PAKISTAN Her Majesty's G.G. In Pakistan, which has no constitution, real power resides in the hands of a little clique of soldier-administrators and Moslem League politicians. The able among them have created a strong army and a strong foreign policy on the side of the West; but the corrupt among them have badly discredited the regime at home.
Nine months ago Her Majesty's Governor General Ghulam Mohammed, 59, faced with unrest and growing opposition, took it on himself to reduce amiable Premier Mohammed Ali to the stature of a front man and began to rule with a set of decrees which the Pakistan High Court has since challenged. But wanting to be strong, Ghulam Mohammed found his own body weak. Paralyzed by a series of strokes, and unable to speak clearly, last week he agreed to step down from the governor generalship.
The man who replaced him, Major General Iskandar Mirza, is a blunt soldier who believes his people ready only for a "controlled democracy." Descended from one of the great Mogul families of India, and the son of a wealthy Bengal landowner, Mirza is a Moslem aristocrat and autocrat. Says he bluntly: "Democracy requires breeding. Pakistan is not ripe for democracy. These illiterate peasants certainly know less about running a country than I do." Mirza joined India's raj, or ruling class, when the British sent him to Sandhurst military college in 1918. There he got to be a crack rifle shot and earned his cricket "blue."; Gazetted an officer in the British army, he fought with the Cameronians (2nd Scottish Rifles) at Kohat in 1921 and with the 17th Poona Horse in Waziristan in 1924. He was Britain's top policeman in the Khyber Pass area for 20 years before becoming Joint Secretary of the Indian Government Defense Ministry at New Delhi, and, after the partition of India, Pakistan's first Defense Secretary.

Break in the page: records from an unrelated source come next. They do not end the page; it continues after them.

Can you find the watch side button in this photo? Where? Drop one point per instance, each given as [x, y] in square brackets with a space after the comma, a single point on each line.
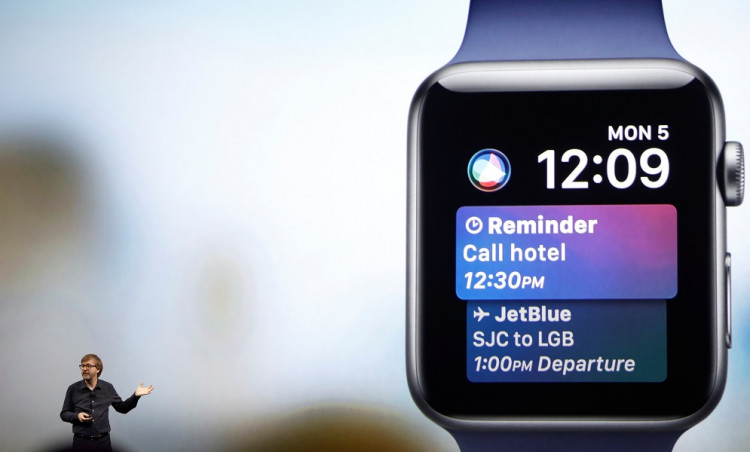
[728, 272]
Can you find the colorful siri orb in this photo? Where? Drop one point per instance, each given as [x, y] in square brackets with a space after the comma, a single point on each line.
[489, 170]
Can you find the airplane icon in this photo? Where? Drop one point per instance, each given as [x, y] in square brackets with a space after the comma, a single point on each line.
[480, 313]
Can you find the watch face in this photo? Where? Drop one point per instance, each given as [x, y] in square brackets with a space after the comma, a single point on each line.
[564, 247]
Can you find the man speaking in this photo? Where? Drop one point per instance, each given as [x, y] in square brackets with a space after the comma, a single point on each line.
[87, 403]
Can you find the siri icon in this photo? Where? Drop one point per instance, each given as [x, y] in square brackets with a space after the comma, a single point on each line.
[489, 170]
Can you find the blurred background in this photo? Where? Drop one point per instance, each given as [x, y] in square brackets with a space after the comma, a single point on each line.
[211, 197]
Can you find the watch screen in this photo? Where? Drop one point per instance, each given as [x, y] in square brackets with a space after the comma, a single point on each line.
[565, 243]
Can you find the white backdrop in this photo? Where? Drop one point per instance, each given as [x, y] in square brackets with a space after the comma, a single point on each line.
[211, 196]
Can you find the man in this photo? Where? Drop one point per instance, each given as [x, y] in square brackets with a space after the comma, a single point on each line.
[87, 403]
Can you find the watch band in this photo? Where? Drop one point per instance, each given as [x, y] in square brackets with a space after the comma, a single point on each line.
[507, 30]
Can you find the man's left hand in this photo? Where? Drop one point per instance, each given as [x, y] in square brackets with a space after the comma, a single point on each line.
[141, 390]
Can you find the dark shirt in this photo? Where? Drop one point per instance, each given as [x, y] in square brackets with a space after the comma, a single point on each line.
[79, 398]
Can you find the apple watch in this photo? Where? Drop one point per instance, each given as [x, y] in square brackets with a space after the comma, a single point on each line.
[568, 279]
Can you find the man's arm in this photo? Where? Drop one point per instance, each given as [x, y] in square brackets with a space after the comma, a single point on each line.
[123, 406]
[68, 414]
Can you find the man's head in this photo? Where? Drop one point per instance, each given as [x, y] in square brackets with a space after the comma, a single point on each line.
[91, 367]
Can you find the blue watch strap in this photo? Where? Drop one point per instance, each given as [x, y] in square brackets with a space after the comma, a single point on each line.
[504, 30]
[556, 441]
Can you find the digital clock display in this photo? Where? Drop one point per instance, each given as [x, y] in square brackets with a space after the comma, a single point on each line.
[565, 240]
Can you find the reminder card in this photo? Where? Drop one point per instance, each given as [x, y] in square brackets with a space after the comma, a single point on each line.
[566, 252]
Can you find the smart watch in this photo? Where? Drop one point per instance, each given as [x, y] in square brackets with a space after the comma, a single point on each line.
[568, 278]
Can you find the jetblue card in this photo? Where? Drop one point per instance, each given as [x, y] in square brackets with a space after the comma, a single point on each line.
[566, 252]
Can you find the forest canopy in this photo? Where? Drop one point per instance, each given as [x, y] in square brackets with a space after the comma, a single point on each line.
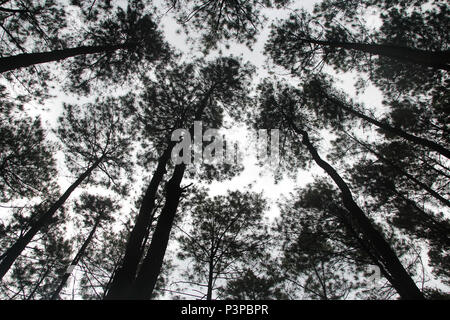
[216, 150]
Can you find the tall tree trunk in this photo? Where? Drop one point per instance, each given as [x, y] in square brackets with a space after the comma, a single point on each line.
[28, 59]
[151, 266]
[125, 286]
[400, 278]
[434, 59]
[126, 273]
[396, 131]
[210, 279]
[425, 187]
[16, 249]
[76, 259]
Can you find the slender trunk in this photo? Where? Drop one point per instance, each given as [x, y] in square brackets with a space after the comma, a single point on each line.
[396, 131]
[151, 266]
[210, 279]
[434, 59]
[425, 187]
[39, 283]
[400, 278]
[143, 285]
[126, 273]
[76, 259]
[16, 249]
[29, 59]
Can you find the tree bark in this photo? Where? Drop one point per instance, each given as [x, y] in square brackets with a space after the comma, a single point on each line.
[151, 266]
[16, 249]
[396, 131]
[400, 278]
[76, 259]
[210, 279]
[126, 274]
[29, 59]
[425, 187]
[433, 59]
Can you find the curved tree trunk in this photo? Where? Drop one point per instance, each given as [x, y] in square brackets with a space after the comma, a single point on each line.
[396, 131]
[16, 249]
[76, 259]
[126, 273]
[28, 59]
[399, 277]
[151, 266]
[433, 59]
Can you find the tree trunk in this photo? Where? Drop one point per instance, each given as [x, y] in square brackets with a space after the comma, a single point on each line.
[16, 249]
[433, 59]
[210, 279]
[396, 131]
[28, 59]
[76, 259]
[126, 274]
[400, 278]
[151, 266]
[425, 187]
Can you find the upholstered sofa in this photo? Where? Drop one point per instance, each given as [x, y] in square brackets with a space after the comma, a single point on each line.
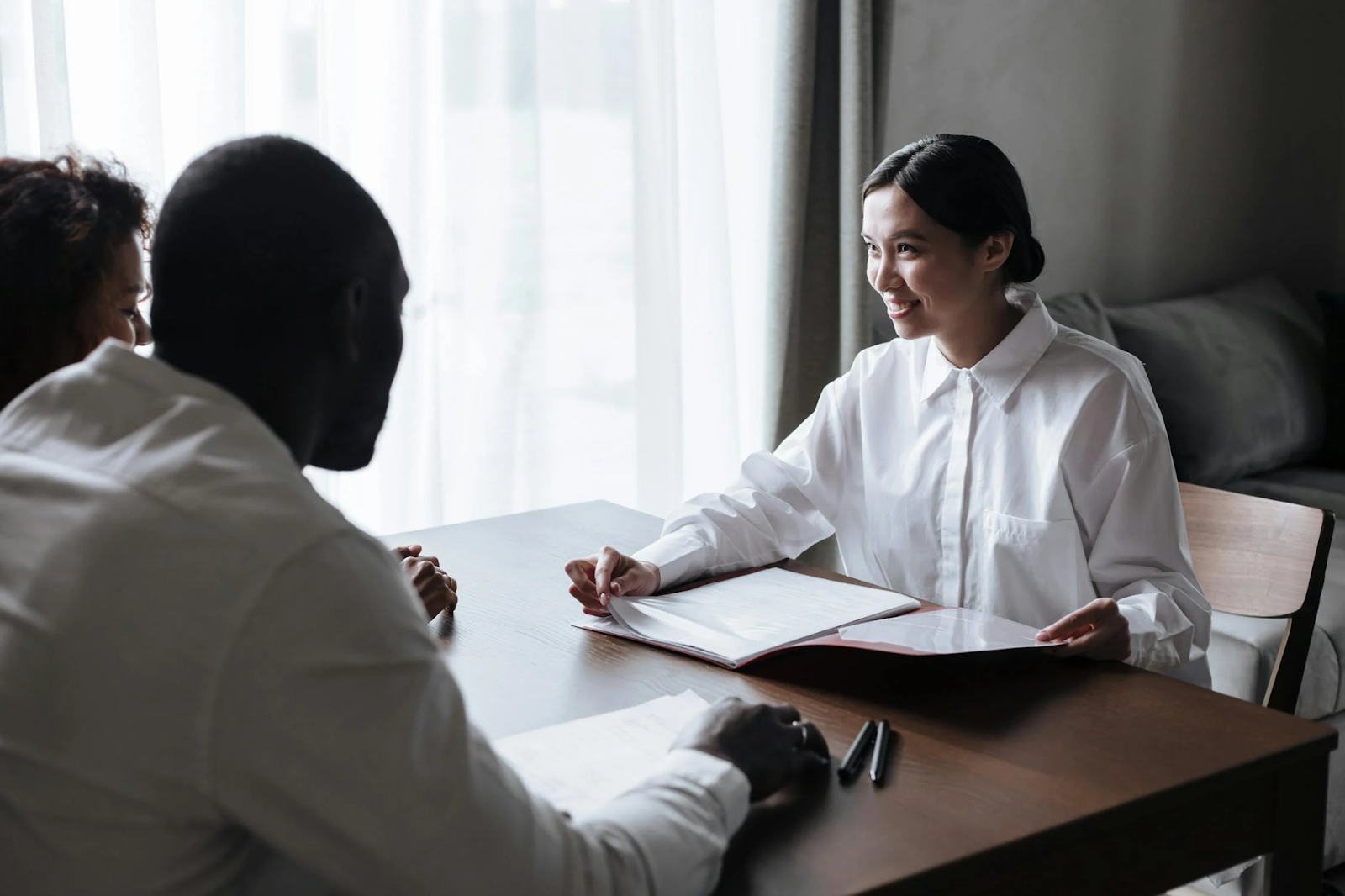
[1241, 376]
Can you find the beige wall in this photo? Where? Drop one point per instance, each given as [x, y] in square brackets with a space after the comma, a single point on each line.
[1167, 145]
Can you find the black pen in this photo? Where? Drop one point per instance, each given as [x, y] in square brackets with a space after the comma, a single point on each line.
[881, 746]
[854, 756]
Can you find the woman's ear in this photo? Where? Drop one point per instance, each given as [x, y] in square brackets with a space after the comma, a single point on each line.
[994, 250]
[350, 313]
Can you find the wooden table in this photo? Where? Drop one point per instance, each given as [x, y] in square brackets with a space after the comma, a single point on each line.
[1017, 774]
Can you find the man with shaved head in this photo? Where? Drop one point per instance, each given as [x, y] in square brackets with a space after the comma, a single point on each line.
[212, 683]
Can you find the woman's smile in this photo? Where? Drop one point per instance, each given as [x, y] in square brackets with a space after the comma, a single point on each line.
[898, 308]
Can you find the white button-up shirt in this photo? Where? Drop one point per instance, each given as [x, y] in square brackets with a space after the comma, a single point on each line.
[212, 683]
[1024, 486]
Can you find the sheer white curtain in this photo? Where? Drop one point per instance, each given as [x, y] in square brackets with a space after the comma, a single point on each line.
[578, 187]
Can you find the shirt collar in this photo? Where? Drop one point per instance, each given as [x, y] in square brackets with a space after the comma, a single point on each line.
[1000, 372]
[118, 360]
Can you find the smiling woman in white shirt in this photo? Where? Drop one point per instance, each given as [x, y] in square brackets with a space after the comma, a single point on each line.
[985, 458]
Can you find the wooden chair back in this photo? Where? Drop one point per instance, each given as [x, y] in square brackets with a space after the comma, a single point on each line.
[1268, 559]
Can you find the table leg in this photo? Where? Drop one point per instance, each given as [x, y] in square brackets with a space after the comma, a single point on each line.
[1295, 864]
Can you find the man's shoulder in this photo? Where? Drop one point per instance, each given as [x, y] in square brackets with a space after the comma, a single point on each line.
[177, 459]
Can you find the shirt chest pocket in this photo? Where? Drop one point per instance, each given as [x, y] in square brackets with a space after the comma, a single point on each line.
[1031, 571]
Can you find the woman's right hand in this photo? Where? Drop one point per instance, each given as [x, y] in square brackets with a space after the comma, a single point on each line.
[609, 573]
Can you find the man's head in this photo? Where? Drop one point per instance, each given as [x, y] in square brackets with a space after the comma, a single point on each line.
[277, 276]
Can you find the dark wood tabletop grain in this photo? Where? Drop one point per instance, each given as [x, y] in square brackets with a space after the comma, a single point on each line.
[1013, 772]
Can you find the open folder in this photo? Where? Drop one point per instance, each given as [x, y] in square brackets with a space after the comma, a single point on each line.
[735, 622]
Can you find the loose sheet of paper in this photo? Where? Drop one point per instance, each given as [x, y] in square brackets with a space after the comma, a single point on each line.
[746, 615]
[582, 764]
[945, 631]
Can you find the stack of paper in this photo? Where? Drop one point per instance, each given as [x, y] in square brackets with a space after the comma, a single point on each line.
[737, 620]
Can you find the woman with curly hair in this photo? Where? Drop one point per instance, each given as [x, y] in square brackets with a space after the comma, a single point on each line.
[71, 275]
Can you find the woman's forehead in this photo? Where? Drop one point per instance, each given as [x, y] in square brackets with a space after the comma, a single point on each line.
[889, 210]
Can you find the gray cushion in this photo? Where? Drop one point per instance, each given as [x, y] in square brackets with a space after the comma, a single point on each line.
[1237, 374]
[1082, 311]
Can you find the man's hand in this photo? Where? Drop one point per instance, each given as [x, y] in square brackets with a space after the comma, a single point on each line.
[767, 743]
[609, 573]
[1098, 630]
[436, 588]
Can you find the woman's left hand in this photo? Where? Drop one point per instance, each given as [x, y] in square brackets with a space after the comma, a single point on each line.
[1098, 631]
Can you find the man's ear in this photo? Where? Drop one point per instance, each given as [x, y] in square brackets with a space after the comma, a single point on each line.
[995, 250]
[349, 323]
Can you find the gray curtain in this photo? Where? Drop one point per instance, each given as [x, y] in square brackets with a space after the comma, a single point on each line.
[833, 84]
[833, 81]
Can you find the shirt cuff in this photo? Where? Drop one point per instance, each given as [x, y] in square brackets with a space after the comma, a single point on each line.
[677, 555]
[1149, 647]
[721, 779]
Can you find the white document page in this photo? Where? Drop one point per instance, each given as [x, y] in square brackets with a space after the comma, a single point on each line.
[945, 631]
[582, 764]
[741, 618]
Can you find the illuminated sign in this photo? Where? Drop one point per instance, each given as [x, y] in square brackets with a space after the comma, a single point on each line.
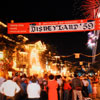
[54, 26]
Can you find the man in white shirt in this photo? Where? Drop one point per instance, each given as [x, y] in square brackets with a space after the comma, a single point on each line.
[9, 89]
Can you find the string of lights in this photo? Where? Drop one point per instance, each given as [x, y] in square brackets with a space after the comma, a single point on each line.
[81, 54]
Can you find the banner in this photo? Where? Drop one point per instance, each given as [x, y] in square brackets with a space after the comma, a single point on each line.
[53, 26]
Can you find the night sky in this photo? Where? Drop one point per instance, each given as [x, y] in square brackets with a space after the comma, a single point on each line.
[49, 10]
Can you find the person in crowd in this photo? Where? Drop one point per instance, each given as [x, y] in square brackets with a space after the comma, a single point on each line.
[33, 90]
[44, 94]
[94, 89]
[60, 82]
[76, 87]
[85, 87]
[89, 86]
[52, 88]
[24, 86]
[67, 88]
[2, 97]
[9, 88]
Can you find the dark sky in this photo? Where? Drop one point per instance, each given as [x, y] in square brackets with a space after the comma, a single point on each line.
[49, 10]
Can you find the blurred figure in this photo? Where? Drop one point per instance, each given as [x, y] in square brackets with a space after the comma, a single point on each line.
[76, 87]
[33, 90]
[52, 88]
[85, 87]
[89, 86]
[60, 82]
[2, 97]
[67, 88]
[9, 88]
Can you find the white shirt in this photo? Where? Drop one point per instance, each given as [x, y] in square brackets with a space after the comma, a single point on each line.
[33, 90]
[9, 88]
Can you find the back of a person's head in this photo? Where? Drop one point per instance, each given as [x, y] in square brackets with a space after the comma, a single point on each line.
[75, 75]
[34, 79]
[51, 76]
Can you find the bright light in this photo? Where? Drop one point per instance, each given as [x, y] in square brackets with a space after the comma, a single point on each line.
[4, 25]
[98, 15]
[1, 55]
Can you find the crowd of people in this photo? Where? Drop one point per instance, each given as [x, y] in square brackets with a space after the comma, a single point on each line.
[48, 87]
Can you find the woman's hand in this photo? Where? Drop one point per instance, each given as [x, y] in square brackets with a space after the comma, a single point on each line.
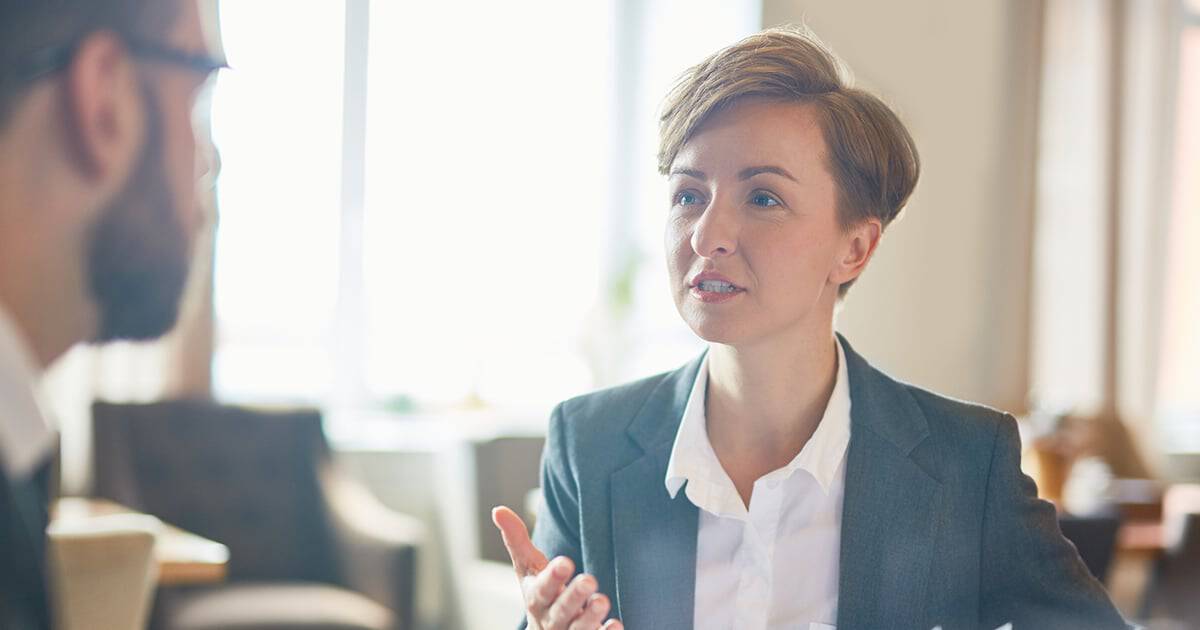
[553, 601]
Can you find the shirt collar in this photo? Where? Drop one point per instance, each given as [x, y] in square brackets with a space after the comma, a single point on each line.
[25, 436]
[694, 461]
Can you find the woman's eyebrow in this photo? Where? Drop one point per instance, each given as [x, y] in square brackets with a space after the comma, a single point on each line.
[747, 173]
[689, 172]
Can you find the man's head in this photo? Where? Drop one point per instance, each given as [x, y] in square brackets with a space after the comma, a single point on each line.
[97, 154]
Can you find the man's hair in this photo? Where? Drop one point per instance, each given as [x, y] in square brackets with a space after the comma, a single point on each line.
[871, 156]
[33, 28]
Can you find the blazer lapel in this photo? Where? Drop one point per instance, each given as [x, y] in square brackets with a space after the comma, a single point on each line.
[891, 510]
[654, 537]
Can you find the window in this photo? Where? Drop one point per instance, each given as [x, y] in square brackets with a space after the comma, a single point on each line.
[1179, 387]
[429, 207]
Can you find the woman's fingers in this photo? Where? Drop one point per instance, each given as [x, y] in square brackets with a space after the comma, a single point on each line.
[526, 558]
[569, 604]
[544, 588]
[594, 612]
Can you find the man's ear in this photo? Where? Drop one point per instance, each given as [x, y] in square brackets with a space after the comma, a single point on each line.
[103, 109]
[858, 247]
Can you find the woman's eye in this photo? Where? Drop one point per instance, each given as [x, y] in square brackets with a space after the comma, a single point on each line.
[763, 201]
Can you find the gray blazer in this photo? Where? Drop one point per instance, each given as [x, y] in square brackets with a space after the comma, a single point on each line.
[939, 527]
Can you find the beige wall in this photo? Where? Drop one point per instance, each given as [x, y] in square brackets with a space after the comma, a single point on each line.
[945, 304]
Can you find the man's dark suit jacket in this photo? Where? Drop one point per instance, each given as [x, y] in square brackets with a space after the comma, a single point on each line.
[940, 527]
[23, 519]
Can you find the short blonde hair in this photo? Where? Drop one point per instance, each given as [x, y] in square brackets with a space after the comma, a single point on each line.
[871, 156]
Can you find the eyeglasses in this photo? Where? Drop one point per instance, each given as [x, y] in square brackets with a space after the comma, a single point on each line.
[52, 60]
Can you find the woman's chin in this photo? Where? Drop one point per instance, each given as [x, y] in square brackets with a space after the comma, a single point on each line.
[717, 331]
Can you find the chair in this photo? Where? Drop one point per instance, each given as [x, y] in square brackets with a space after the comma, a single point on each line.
[1095, 538]
[1175, 587]
[309, 547]
[103, 571]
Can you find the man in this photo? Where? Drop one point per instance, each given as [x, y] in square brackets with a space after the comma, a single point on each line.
[97, 175]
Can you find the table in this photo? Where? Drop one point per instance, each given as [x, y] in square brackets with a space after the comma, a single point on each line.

At 55, Mirza. a whisky drinker and a heavy cigarette smoker, loathes intrigue and is staunchly loyal to those who trust him. Says he of Pakistan's politicians: "They are mostly crooks and scalawags." Last year when, as Governor of East Bengal, he worked titanically amid the flood disaster and was mobbed by genuinely cheering crowds, a Pakistani said: "Mirza has done more for the common man whom he says he despises than all the politicians who promised a new heaven and earth to get votes." Today Mirza lives in a big house with ample grounds and cool white porticos in the center of Karachi with his second wife, a sophisticated Persian.* Mirza's appointment to the governor generalship requires the formal confirmation of Queen Elizabeth, but Strongman Mirza is in no doubt about what his authority will give him. Said he: "The Governor General must have extensive and clearly defined powers, including the power to dismiss governments." Mirza's first job was to accept the resignation of Premier Mohammed Ali. The Premier did not want to quit, but the Moslem League, in an all-night session, removed him as its leader. Rebuffed by his party, Ali gave up the premiership too.
* Humayun, a son by Mirza's first wife, from whom he is now separated, last year married Josephine Wing Hildreth (Vassar '54), daughter of the U.S. Ambassador to Pakistan Horace A. Hildreth.